By Peter Aldenhoven, Chief Executive Officer, Willum Warrain
Those of you who have read Bruce Pascoe’s Dark Emu will be very familiar with the importance of Murnong (Microseris walteri) to Victoria Koori people. Endless plains of golden yellow daisy flowers stretched westwards from Melbourne to the South Australian border. They were tended by Aboriginal women over millenia. They were not just a staple food source but highly valued as an ancestor plant of great cultural significance. Sheep ate them out between 1870 and 1880 and, here on the Mornington Peninsula, only a few small precious pockets remain. Across the country, there is currently high interest in cultivating and harvesting the plant that sustained mobs in South-Eastern Australia for hundreds of generations.
With this belated renewal of interest has come some challenges with taxonomic confusion and widespread industry mislabelling resulting in the wrong species of murnong often being sold to enthusiastic (but ultimately disappointed) customers. There are three species, the sweetest one, the one that Koories cultivated and ate was Microseris walteri – when slow-cooked, it yields a sweet and delicious juice called minnee which tastes like coconut. The alpine Microseris lanceolata was never eaten – nor was the bitter tasting but vigorous Microseris scapigera which has been widely distributed through a national garden supplier.
If you come to Willum Warrain to purchase your murnong, you can be confident you will be getting the right one. Planted out this Spring, you might be harvesting a murnong feast to share with your family on Xmas Day this year along with more traditional roast vegetables. Come to think of it what could be more traditional that eating the original staple food from country! In addition, you will be supporting your local Aboriginal community.

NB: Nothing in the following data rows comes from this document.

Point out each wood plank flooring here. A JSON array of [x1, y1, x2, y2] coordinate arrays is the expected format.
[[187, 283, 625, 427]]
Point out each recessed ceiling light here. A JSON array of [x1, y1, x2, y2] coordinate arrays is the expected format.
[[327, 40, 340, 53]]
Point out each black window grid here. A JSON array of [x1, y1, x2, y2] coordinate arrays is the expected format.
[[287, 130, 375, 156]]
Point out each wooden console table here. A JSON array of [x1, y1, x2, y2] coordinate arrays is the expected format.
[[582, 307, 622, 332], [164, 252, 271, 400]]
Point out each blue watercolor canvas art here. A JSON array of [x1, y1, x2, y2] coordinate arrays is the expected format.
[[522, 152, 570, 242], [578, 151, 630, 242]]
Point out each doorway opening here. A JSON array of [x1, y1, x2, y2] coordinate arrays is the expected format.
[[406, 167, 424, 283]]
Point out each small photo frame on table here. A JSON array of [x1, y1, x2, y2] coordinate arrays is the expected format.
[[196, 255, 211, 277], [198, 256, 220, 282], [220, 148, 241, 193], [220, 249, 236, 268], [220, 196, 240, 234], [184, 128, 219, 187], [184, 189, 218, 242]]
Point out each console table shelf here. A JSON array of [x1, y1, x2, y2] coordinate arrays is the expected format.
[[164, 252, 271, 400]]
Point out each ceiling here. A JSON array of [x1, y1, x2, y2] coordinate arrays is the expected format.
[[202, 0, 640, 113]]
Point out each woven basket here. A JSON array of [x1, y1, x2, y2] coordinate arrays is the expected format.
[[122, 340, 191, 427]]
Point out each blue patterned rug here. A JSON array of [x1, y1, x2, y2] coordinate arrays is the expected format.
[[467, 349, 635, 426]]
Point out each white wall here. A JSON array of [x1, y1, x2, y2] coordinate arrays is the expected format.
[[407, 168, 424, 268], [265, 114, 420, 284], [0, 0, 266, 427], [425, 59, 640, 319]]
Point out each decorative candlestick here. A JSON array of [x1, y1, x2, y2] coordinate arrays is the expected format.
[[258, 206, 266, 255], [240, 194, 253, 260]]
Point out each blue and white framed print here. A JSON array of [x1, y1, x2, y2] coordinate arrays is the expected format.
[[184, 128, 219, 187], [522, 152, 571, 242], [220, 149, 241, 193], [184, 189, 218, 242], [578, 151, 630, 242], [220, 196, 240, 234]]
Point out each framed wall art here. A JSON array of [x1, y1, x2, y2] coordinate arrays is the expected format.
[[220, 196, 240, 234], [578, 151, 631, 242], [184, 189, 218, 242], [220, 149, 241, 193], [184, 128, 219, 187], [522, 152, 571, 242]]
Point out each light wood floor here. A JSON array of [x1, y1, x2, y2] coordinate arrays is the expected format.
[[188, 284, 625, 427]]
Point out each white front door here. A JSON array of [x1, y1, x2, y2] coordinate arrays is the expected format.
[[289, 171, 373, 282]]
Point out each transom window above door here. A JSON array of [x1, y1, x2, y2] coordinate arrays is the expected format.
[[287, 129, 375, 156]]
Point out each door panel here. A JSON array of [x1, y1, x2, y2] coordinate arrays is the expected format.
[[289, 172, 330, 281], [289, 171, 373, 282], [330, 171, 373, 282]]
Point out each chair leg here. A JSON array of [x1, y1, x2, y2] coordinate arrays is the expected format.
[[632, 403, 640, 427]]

Willum Warrain’s Bush Nursery is a 100% Aboriginal community-owned social enterprise providing employment opportunities for local Aboriginal people. It is the only Aboriginal-run nursery south of Melbourne, specialising in plants endemic to the Mornington Peninsula, especially those with cultural uses and meanings. Around the country, much Indigenous cultural plant knowledge has been commercialised with little or no benefit to Aboriginal communities. By buying yam daisies from Willum Warrain, you are engaging in edible reconciliation!
P.S. Western Port Biosphere are co-partners with Willum Warrain in an ambitious three year creek restoration project (Healing Water Country) at the rear of the Gathering Place linking up fragmentary habitat and improving water flow into Warringine Creek.